The banners were colourful and a source of great pride for those who handled them. On marches they could also be difficult to handle if the weather was windy or wet.
Anne, who was a very interesting and enthusiastic speaker, reminded us that there are a number of banners on that the public can see at the Museum along with many other exhibits in a new and refurbished display.
On Saturday 7th December members and visitors were treated to Christmas cake, cheese, mince pies and a hot drink. A surprise was being greeted by a medley of tunes from the Crofton Silver Band. We knew that Roger Hine, chairman and concert secretary, would be there to tell us about the history and progress made by the band since 1873 but the presence of the band was an extra delight. Its first recording was made in 1895 while fully decked out in uniform with John Stead as its first conductor.
Roger then informed us of how by the 1930s the band practiced at the Royal Oak pub, which is still there opposite Crofton Academy.
It disbanded from 1939 to 1945 because of the war. However it was discovered that on starting up again a number of instruments were either missing or damaged. The National Coal Board helped by starting to sponsor the band and by 1955 was renamed the Nostell Priory Colliery Band.
When the pit closed in 1993 the band was renamed the Crofton Silver Band.
An exchange arrangement was created with a German band from Hagen in the Ruhr valley in 1971. Roger would take a break from his talk while the band played a number of carols and Christmas songs in which we were all invited to sing along.
A feature of the composition of the band over the years, was that often members would often come from the same family. This would mean that a father and his son could be playing or siblings from the same family. Some had a fifty-year family link with the band.
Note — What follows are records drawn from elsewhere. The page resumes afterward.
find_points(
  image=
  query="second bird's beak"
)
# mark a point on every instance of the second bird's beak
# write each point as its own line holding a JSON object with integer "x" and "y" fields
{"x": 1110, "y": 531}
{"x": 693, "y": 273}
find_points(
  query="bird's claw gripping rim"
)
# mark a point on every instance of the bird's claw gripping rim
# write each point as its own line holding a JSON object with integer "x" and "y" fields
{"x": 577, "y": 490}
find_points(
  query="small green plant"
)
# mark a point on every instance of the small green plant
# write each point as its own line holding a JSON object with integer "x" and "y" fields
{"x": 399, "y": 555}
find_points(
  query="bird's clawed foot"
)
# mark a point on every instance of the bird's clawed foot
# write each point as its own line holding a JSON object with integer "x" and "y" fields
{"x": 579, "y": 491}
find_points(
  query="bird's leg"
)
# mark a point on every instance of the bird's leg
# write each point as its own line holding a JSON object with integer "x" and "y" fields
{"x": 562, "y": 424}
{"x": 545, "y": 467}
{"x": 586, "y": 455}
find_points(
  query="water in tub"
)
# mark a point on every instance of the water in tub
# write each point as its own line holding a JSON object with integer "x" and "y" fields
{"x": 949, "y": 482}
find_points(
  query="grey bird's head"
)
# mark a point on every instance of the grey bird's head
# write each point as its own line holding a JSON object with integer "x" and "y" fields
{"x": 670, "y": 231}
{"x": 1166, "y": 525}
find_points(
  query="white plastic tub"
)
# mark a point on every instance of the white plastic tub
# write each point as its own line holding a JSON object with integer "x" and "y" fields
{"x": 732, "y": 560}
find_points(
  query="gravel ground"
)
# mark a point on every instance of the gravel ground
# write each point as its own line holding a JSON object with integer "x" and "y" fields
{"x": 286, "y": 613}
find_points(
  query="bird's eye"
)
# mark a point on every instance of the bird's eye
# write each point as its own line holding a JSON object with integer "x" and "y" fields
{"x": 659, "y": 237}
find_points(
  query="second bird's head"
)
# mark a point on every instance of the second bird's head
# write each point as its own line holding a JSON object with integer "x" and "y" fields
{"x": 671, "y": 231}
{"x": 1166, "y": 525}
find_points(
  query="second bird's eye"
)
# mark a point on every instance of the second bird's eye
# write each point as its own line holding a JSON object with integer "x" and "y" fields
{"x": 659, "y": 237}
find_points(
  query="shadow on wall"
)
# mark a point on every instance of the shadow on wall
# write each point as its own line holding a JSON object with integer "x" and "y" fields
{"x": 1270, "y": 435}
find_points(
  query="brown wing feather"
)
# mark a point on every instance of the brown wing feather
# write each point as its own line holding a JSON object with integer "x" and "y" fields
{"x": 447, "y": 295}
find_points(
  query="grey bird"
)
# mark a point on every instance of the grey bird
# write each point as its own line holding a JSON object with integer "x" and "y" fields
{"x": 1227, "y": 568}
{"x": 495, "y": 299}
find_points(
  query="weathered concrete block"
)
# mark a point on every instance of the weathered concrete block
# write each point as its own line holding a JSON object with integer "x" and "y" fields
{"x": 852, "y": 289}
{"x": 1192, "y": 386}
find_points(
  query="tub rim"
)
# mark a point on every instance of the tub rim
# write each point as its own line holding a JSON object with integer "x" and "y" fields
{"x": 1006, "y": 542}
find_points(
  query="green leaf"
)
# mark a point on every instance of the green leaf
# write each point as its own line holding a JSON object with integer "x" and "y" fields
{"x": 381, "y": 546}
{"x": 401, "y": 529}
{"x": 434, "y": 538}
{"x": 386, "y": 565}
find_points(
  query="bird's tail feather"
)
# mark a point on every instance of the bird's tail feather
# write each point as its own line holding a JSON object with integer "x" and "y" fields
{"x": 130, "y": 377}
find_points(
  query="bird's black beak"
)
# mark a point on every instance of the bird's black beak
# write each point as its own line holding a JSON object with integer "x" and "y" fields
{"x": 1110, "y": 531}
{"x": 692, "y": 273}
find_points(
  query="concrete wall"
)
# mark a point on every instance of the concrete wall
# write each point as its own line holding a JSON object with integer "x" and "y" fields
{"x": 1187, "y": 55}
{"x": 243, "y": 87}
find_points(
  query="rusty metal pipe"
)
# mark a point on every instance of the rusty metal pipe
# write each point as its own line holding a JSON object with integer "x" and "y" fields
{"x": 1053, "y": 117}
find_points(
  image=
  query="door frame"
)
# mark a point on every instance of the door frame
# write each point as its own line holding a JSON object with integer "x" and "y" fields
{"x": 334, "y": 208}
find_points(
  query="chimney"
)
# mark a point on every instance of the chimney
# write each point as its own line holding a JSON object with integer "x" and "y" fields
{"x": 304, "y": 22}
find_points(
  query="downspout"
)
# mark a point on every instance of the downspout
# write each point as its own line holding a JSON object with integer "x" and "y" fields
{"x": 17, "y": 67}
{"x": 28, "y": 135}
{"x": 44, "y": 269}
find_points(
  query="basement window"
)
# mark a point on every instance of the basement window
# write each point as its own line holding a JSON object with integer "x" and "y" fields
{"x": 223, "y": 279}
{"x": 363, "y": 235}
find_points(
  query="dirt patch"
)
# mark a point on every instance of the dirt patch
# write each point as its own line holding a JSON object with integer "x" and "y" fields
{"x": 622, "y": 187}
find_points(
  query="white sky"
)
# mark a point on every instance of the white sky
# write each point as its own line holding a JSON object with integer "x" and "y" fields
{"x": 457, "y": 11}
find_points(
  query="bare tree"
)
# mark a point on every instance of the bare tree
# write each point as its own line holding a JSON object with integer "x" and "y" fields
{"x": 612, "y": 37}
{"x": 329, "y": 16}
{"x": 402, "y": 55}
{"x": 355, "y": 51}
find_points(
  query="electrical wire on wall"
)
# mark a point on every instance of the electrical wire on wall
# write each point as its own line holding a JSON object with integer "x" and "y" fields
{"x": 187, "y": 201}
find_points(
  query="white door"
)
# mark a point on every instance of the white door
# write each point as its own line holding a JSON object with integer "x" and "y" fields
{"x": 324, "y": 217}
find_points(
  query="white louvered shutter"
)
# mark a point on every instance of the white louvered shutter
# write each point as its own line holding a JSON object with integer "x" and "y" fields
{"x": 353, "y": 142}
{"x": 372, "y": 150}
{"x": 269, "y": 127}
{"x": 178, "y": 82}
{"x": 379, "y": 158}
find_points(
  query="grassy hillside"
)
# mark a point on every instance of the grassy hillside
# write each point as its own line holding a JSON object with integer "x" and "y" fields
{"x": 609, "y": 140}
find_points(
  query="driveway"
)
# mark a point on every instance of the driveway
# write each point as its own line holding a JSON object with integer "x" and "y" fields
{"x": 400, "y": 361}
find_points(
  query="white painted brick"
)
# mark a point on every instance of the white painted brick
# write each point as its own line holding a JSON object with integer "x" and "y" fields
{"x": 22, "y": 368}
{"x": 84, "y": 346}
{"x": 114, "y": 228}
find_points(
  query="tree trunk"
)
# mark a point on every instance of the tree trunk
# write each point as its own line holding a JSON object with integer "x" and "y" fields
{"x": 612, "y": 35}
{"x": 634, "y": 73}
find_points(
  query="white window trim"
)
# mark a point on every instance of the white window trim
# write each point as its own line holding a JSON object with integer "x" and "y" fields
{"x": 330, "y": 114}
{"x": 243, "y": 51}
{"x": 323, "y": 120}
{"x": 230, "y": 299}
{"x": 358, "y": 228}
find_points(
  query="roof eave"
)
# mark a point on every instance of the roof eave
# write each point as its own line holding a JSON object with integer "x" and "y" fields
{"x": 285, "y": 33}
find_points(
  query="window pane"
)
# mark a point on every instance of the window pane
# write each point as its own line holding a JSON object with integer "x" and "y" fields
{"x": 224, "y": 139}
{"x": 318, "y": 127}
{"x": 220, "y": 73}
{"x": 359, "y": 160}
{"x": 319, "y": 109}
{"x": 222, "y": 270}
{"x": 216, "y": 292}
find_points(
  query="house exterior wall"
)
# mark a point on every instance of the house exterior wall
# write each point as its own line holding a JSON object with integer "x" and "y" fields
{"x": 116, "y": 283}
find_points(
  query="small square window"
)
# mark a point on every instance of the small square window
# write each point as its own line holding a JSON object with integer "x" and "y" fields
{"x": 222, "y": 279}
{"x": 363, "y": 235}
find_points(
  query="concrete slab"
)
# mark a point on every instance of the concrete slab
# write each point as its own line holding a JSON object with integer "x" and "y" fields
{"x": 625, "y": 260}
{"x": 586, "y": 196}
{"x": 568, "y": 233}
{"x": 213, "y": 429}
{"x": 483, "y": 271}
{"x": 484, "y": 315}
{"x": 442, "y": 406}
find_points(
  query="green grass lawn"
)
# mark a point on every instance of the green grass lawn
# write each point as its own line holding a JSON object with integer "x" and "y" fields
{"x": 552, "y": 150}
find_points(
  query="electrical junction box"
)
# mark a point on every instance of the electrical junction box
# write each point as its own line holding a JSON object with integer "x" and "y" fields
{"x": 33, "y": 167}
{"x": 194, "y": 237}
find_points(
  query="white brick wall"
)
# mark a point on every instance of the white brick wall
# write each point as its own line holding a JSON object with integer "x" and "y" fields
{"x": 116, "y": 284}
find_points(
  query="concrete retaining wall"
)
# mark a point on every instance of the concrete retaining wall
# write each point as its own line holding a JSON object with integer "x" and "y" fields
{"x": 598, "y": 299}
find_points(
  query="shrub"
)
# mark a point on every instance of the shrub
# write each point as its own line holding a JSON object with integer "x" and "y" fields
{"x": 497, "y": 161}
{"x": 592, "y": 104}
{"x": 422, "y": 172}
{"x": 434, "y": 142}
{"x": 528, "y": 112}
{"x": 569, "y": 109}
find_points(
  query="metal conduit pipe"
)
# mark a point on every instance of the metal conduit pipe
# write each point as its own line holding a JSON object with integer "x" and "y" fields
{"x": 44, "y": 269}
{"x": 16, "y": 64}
Venues varied from local working men’s clubs to the Great Yorkshire Show and from Crofton High to the park bandstand in Filey
The band also entered a number of contests, often winning prizes at a Yorkshire regional level to National ones.
The talk and music provided, proved highly enjoyable, and members had a chance to look at a display of photos and books that covered the band’s history with a variety of photos and books.
The next meeting will be February 1st when John Rumsby will provide a talk called ‘Yours for Eternity.’